Furthermore, it is plausible that some of the arrhythmic events these patients had experienced were caused by congenital LQTS rather than HCM or a combination of the 2 conditions. The finding of a pathogenic variant in KCNH2 in our patient had affected his management (ie, switching metoprolol to nadolol, replacing the S-ICD with a transvenous dual-chamber ICD to allow atrial pacing, avoiding QT-prolonging antiarrhythmic medications for AF, consideration of mexiletine, and left cardiac sympathetic denervation if recurrent PMVT/VF).
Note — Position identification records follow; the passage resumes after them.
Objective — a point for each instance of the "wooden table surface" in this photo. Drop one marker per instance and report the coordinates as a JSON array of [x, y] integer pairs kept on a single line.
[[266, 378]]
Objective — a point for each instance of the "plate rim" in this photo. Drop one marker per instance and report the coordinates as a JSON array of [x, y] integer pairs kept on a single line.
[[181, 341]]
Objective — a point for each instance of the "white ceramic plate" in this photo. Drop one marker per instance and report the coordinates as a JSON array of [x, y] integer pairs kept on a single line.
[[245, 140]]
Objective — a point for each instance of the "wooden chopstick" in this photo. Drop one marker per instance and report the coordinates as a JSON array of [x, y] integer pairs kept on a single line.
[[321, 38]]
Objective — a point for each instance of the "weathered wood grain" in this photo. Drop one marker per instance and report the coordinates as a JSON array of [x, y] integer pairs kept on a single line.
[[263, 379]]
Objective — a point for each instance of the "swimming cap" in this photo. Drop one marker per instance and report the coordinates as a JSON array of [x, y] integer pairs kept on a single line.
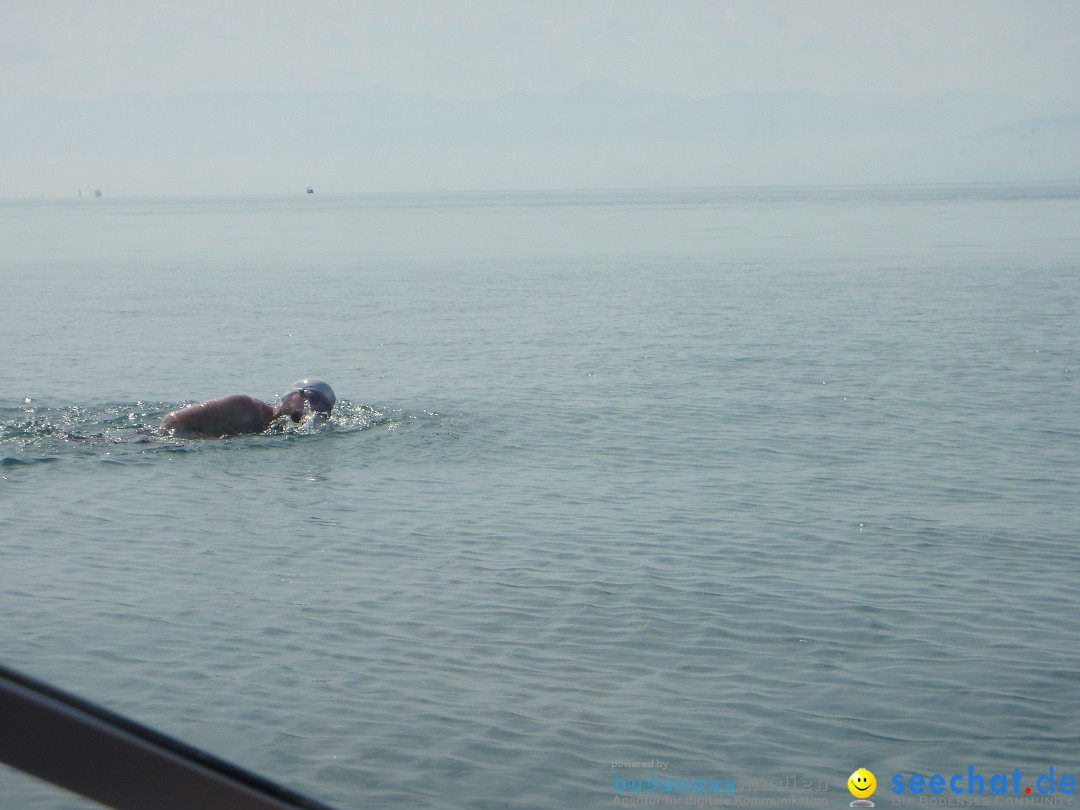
[[323, 389]]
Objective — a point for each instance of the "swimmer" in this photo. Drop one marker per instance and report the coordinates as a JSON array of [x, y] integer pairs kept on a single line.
[[227, 416]]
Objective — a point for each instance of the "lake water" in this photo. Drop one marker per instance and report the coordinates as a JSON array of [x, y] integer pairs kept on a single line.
[[760, 483]]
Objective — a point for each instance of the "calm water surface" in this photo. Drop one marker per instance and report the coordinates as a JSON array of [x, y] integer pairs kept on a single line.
[[757, 483]]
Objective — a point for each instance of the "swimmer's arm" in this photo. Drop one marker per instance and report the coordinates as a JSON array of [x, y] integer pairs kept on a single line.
[[223, 417]]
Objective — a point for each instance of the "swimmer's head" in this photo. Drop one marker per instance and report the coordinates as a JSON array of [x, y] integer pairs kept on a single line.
[[318, 393]]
The concomitant presence of (likely) pathogenic variants in genes known to be associated with congenital LQTS and HCM is rare and has only been reported in a few case reports and case series. Specifically, to our knowledge, only concomitant (likely) pathogenic variants of the KCNQ1 gene (responsible for congenital LQT1) have been reported in the context of genotype-positive HCM., This is the first reported case of HCM and concomitant congenital LQT2.

Conclusion

Our case highlights that prolonged QTc in patients with HCM can be secondary to concomitant congenital LQTS and should not be attributed solely to myocardial hypertrophy. Genetic testing for genes known to be associated with congenital LQTS should be considered in patients with HCM and marked QT prolongation without a reversible cause, as this has clinical implications for the management of these patients and their family members. Further studies are needed to assess the true prevalence of co-inheritance of (likely) pathogenic variants associated with congenital LQTS and HCM, given the increased risk of life-threatening arrhythmic events that this might carry and the need for tailored management.